— У меня кое-что для тебя есть.
В последние дни зимы мы оказались в заточении. Снежная буря и холод сделали вылазки невозможными. Мы проводили дни и ночи под горой шкур и одеял в полудреме из-за холода и голода. Но однажды Крапинка встала надо мной, пряча что-то за спиной. Легкий ветерок бросил ей на лицо прядь черных длинных волос, и она смахнула ее нетерпеливым жестом, как занавеску.
Вставай, засоня, посмотри, что я нашла.
Я поднялся, кутаясь в оленью шкуру. Она протянула мне конверт, очень белый в ее грязных, потрескавшихся руках. Я взял его и рассеянно вытащил оттуда сложенную вдвое праздничную открытку с нарисованным на лицевой стороне большим красным сердцем. А потом уронил конверт. Крапинка быстро наклонилась и подняла его.
— Смотри, Энидэй, — она покрутила конверт. — Если его аккуратно разорвать, у тебя получится отличный лист бумаги: с одной стороны он совсем чистый, а с другой — только адрес и штамп. — Она взяла у меня открытку — А на ней вообще можно писать сразу на трех сторонах.
Крапинка запрыгала на месте то ли от радости, то ли от холода. Я едва не утратил дар речи. Обычно она держалась отстраненно и избегала общества прочих членов нашей шайки.
— Да пожалуйста. Хотя ты мог бы быть и полюбезнее. Я проделала длинный пуп» по снегу, чтобы при нести тебе это, пока вы все тут дрыхли.
— Как же мне тебя отблагодарить?
— Согрей меня.
Она шагнула ко мне, и я распахнул оленью шкуру, а она обняла меня, и я окончательно проснулся из-за ее ледяного прикосновения. Потом мы посюсюкали немножко под грудой одеял, а потом крепко уснули. Когда следующим утром я проснулся, моя голова лежала на ее груди. Крапинка одной рукой обнимала меня, а в другой держала открытку Она проснулась одновременно со мной, открыла свои изумрудные глаза и пожелала мне доброго утра. А потом попросила, чтобы я прочел, что написано на открытке:
Но если о тебе при этом вспоминаю —
Всем горестям конец: я счастье обретаю.
На конверте не было ни подписи, ни адреса, и если там и было что-то еще написано, оно расплылось.
— Как ты думаешь, что это значит?
— Не знаю, — ответил я ей. — Шекспир какой-то…
Имя показалось мне смутно знакомым.
— Он забывает о всех своих бедах, когда вспоминает о нем… или о ней.
Солнце взошло над верхушками елей, согревая наш мирный лагерь.
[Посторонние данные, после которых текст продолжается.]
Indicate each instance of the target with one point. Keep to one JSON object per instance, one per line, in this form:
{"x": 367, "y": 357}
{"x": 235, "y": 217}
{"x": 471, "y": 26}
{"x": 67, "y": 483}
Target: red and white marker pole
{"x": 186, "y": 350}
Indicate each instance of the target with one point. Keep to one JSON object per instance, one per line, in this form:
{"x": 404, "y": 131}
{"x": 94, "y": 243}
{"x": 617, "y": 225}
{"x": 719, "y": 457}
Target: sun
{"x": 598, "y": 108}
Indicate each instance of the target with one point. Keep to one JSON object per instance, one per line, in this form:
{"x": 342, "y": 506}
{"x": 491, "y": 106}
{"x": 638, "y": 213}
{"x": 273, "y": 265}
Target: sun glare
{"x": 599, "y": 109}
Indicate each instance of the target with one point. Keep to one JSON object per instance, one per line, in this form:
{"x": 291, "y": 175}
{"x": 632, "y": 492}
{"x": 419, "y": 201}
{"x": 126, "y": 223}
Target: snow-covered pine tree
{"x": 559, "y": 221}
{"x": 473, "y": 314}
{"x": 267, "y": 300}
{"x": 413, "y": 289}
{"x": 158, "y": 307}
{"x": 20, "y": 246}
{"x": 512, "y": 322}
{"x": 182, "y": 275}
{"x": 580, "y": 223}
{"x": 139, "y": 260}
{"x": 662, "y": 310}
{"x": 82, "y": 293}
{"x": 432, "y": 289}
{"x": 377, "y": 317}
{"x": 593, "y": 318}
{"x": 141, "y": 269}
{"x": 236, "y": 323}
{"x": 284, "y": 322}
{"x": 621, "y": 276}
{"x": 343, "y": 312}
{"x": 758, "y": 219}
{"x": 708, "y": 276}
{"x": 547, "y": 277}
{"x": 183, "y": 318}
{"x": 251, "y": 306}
Появились первые признаки оттепели: шапки намокшего снега шумно падали с веток, начинали таять сосульки. Мне хотелось остаться одному, наедине с конвертом и открыткой, карандаш будто жег меня сквозь карман.
— О чем ты хочешь написать?
— Я хочу сделать календарь, но не знаю, как. Какое сегодня число?
— Такое же, как и вчера.
— Тебе разве не интересно, какой сегодня день?
Крапинка нырнула в свое пальто, велев мне сделать то же самое, и повела меня на вершину скалы, которая была частью горного массива, круто поднимавшегося на северо-западе. Когда мы добрались до места, ноги у меня заболели, дыхание сбилось. Но она встала там, топнула ногой и велела мне замереть и слушать. Стояли мы долго. Вокруг нас не было ничего, кроме заснеженных вершин.
— Что я должен услышать?
— Сосредоточься, — сказала она.
Я попытался, но не уловил ничего, кроме далекого крика поползня и шороха веток под порывами ветра. Я пожал плечами.
— Старайся лучше.
Я навострил уши — от усердия у меня даже голова заболела. И услышал спокойное дыхание Крапинки, стук ее сердца и какую-то далекую вибрацию, похожую на скрежет напильника. Поразмыслил над ней и вдруг понял, что это такое:
— Машины, — сказал я ей. — Много машин.
— Да, — сказала она и усмехнулась. — Много машин. Утренний поток.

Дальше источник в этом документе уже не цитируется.